Is Sleep broken/too powerful or simply another viable aspect of Pokemon? Is it overcentralizing?
So, first off, do I think Sleep is too powerful or over-centralizing? No, definitely not. In my experience battling without Sleep Clause, it never really seemed to matter whether one teem tried to abuse sleep, both teams did, or neither. Regardless of the matchup, Sleep was very rarely a dominating force in a battle. That's not to say it was never important, or that the lack of a Sleep Clause never cause a game to be won by someone who would not have won it had Sleep Clause been into effect. However, the influence that Sleep has gained by enabling players to inflict it on more than one Pokemon is not all that high. Certainly, when compared with the other forces of the metagame, the effect Sleep has is nearly negligible. I think the most important thing to keep in mind here with regard to the power of Sleep is that Sleep with out Sleep Clause does not need to have no real increase in power for it to be worth allowing. Sleep is definitely stronger than it ever was before. However, I do not think that the power it provides is anything unacceptable for a metagame like this.
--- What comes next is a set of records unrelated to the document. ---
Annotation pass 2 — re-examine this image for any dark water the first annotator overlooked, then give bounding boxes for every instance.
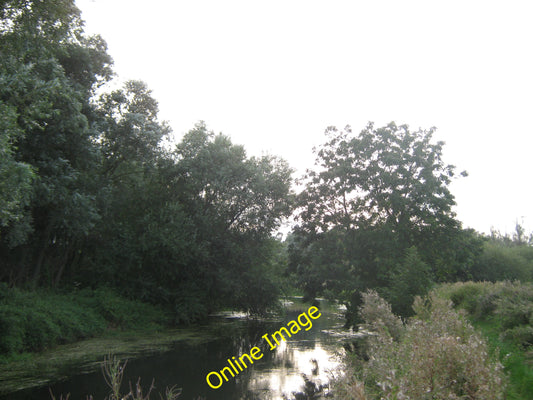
[6,304,349,400]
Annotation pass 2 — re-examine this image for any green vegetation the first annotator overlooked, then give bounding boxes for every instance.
[435,282,533,399]
[0,0,533,398]
[0,0,293,332]
[0,285,171,360]
[334,291,505,400]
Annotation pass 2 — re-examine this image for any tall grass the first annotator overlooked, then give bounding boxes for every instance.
[0,285,168,361]
[435,282,533,400]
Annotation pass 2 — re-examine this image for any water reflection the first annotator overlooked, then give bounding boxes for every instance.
[5,305,350,400]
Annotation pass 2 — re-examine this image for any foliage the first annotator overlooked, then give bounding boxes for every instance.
[435,282,533,399]
[338,293,505,399]
[289,123,476,320]
[0,285,169,356]
[386,246,433,316]
[436,281,533,348]
[472,240,533,282]
[0,0,293,324]
[50,355,188,400]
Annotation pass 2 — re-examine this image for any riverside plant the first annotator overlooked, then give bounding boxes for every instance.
[50,355,193,400]
[334,291,505,400]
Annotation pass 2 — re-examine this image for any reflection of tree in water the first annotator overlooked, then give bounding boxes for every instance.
[283,359,332,400]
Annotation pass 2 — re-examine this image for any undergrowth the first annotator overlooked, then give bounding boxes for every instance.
[0,285,169,362]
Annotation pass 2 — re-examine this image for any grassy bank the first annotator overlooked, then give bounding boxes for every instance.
[0,286,171,363]
[436,282,533,400]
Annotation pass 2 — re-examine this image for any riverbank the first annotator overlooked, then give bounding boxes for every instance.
[0,327,216,396]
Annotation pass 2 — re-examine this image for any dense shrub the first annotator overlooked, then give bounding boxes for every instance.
[336,292,504,400]
[472,241,533,282]
[435,282,533,347]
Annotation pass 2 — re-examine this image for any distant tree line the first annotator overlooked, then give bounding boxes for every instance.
[0,0,533,324]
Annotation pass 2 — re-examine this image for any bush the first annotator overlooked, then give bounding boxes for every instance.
[0,286,168,356]
[435,282,533,346]
[472,241,533,282]
[334,292,504,400]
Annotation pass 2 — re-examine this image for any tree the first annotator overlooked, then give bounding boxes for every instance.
[0,0,111,284]
[291,123,476,316]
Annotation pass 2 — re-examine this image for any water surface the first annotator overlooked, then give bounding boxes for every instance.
[5,300,350,400]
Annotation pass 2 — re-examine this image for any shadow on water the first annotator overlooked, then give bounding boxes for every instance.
[0,298,356,400]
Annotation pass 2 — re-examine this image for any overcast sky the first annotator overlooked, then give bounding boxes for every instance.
[77,0,533,232]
Does it restrain teambuilding too much? How much preparation does a team require to combat sleep?
I personally never really found that the threat of Sleep caused me to change anything I did when making teams. Now, to be fair, I am definitely more of a very quick build, try, and adjust player than one who spends hours thinking about what to put on a team. Yet even so, never did I ever go back to adjust a team with the intent of making it more prepared for sleep. In almost every battle where I face off against someone trying to use the lack of Sleep Clause to their advantage, it was the way I played against them that had a much bigger impact on how successful their sleep strategy was than any individual part of my team itself. The common natural immunities, such as the grass type immunity to spore moves, and common weaknesses of sleep inducers, play a big part in this, as I am more likely than not already going to have something to use against Sleep on any given team. Is it theoretically possible to to have a team that is overly weak to Sleep abuse? Sure. However, I don't think it is any more likely than a team that is naturally weak to one of the hundreds of other normal elements of the doubles game.

Does Sleep limit or increase diversity of the metagame?
I think diversity has only increased by the elimination of Sleep Clause. An increase in use of more dedicated sleep inducers, such as Jumpluff, are the most obvious increases in diversity, but I do believe that it really does go far beyond that. Overcoat, which was not an incredibly useful ability, now can be very handy, increasing use of things like Escavalier. Grass types in general, whether or not they carry Sleep moves themselves, got a boost, due to them being immune to something that has become more common. These are all fairly minor increases in diversity, but they are definitely real. What's more, its not like anything has become less viable to counterbalance this. As others have mentioned, for the most part, you could very easily use almost any team that was made for the Sleep Clause meta and have it work out nearly as well without the Sleep Clause. Nothing has become less useful, other than via acceptable levels of normal metagame drift, while multiple Pokemon have become more viable. And I'd even argue that the diversity increase goes beyond just the Pokemon themselves. Items have seen a great increase in diversity. While, as I mentioned, no team necessarily seemed to have any severe problems with Sleep, one could very well take advantage of Safety Goggles or a Lum berry to turn a situation very much against someone trying to abuse sleep. This is not a case of being forced to run a counter, and I vehemently disagree with people who claim otherwise. And no Pokemon shouldn't be running these items. It's simply a case of people being given an option to try and use their item slot in a new way to potentially give them advantages that were previously unavailable.

Does Sleep have an overall positive/neutral/negative impact to the Doubles metagame? How does Sleep affect the metagame?
So overall, what is the effect of the removal of the Sleep Clause on the metagame? I think it is a net positive. It is not that big of an effect, but it is there, and I think it is a good thing. It increases diversity, without really having any real negative effect. I don't have much more to say on this one. Everything was pretty much covered by the last 3 paragraphs.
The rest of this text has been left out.